Выбор. О свободе и внутренней силе человека - страница 23

Шрифт
Интервал


Даже в следующем 1940 году (мне уже исполнилось тринадцать), когда нилашисты начали устраивать в Кашше облавы на мужчин-евреев и отправлять их на принудительные работы в так называемые трудовые лагеря, все еще кажется, будто война идет где-то далеко. Ведь отца не забрали. Тогда не забрали. Нашей защитой становится отрицание. Если не обращать внимания на то, что творится вокруг, если стать совсем незаметными, то можно жить дальше. Мы не в состоянии сделать мир безопасным, но мы можем сделать его таковым силой своего сознания. У нас получится стать невидимыми для зла.

Но однажды – это случилось в июне 1941 года – Магда едет куда-то на велосипеде и вдруг слышит завывание сирен. На бешеной скорости она пролетает три квартала, чтобы спрятаться в бомбоубежище в доме бабушки и дедушки, – и видит, что полдома уже разрушено. Слава богу, бабушка и дедушка выжили. Но владелица дома, сдававшая им квартиру, нет. То была странная атака: одна мощная бомбардировка – и один разрушенный район. Нам говорят, что за руины и смерть ответственность несут русские[9]. В это никто не верит, но никто не может и опровергнуть. Нам повезло, но в то же время мы чувствуем свою уязвимость. Единственное, что не вызывает сомнений, – груды кирпичей на том месте, где были дома. Разрушения, гибель и полная наша незащищенность – вот неопровержимые факты. Венгрия поддерживает Германию в операции «Барбаросса». Мы вторгаемся в Россию.

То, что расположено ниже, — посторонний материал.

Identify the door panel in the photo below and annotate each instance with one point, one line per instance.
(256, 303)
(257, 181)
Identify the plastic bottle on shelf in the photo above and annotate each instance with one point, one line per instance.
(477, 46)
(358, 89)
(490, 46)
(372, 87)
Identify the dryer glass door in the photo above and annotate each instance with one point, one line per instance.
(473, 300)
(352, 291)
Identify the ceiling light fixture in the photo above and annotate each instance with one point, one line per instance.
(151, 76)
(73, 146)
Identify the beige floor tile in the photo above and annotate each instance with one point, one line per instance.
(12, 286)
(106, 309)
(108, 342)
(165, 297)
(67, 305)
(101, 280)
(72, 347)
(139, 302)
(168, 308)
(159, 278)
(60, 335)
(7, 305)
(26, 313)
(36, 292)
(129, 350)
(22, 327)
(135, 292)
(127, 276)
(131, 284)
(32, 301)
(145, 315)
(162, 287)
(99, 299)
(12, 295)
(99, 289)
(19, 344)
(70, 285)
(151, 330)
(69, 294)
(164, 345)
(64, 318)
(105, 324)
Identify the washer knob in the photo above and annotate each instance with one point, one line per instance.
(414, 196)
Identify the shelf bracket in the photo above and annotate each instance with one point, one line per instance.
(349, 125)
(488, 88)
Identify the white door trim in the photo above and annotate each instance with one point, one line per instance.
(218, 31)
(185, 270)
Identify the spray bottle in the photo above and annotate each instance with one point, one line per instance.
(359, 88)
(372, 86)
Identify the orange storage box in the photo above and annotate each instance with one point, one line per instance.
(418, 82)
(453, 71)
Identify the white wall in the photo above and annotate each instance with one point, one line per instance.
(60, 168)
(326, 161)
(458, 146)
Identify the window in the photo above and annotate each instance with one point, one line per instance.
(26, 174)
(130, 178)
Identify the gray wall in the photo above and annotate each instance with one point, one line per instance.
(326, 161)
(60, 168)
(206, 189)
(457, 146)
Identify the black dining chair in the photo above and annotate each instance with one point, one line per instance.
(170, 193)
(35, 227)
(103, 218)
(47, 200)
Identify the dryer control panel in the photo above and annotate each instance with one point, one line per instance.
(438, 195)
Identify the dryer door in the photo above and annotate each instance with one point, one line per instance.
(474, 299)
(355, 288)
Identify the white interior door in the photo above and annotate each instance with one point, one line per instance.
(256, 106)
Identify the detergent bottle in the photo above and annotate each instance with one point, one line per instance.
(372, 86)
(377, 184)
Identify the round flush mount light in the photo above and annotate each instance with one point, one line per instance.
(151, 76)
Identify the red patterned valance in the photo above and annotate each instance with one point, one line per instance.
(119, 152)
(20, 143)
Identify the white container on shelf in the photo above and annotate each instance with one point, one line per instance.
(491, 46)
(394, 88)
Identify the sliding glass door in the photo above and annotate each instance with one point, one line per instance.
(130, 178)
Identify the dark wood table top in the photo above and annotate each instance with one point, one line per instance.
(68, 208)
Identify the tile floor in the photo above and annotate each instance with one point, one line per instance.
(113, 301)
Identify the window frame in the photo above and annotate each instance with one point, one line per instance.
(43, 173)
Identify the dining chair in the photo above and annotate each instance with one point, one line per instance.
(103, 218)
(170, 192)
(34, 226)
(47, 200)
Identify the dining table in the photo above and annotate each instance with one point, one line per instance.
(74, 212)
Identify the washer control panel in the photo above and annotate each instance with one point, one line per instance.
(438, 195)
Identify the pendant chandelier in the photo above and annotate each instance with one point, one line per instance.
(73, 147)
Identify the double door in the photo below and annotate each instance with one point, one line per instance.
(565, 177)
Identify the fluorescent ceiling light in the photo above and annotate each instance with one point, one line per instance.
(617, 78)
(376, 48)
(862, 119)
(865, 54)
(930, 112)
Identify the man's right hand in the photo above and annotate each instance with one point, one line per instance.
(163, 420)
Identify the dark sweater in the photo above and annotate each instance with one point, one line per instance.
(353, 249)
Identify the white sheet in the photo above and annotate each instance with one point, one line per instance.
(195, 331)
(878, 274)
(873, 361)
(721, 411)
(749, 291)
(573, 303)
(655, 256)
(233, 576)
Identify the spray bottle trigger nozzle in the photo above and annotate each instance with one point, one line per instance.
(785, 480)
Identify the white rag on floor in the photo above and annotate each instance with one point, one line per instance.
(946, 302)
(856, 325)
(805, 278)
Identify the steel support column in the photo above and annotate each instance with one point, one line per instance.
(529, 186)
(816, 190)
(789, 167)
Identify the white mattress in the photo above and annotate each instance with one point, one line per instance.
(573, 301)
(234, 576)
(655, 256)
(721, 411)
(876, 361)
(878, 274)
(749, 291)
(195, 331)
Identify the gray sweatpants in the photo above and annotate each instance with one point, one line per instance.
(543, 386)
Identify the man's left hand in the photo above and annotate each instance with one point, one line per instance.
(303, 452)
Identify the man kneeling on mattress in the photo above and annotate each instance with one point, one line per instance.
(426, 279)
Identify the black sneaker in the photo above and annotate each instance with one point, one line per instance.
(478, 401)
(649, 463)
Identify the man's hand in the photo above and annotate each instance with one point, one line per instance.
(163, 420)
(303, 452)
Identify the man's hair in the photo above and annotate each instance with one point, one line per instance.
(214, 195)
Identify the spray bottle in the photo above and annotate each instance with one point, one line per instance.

Примерно в то же самое время нас обязуют носить на одежде желтые звезды[10]. Нужно исхитряться, чтобы запрятывать звезду под пальто. Но даже когда ее не видно, я чувствую себя так, будто сделала что-то плохое и наказуемое. В чем мой неискупимый грех? Мама не отходит от радио. Однажды мы устраиваем пикник у реки, и папа рассказывает нам о своем опыте военнопленного в России во времена Первой мировой войны. Я догадываюсь, что испытания, перенесенные им в плену, как-то связаны с его пристрастием к свинине и отходом от религии, – на самом деле, конечно, у отца была настоящая травма, хотя тогда я еще не знала ни этого слова, ни самого понятия. Мне понятно, что причины его душевных страданий надо искать в той войне. Но эта война, сегодняшняя, – она все еще не рядом, где-то в другом месте. Ее можно не принимать в расчет, что я и делаю.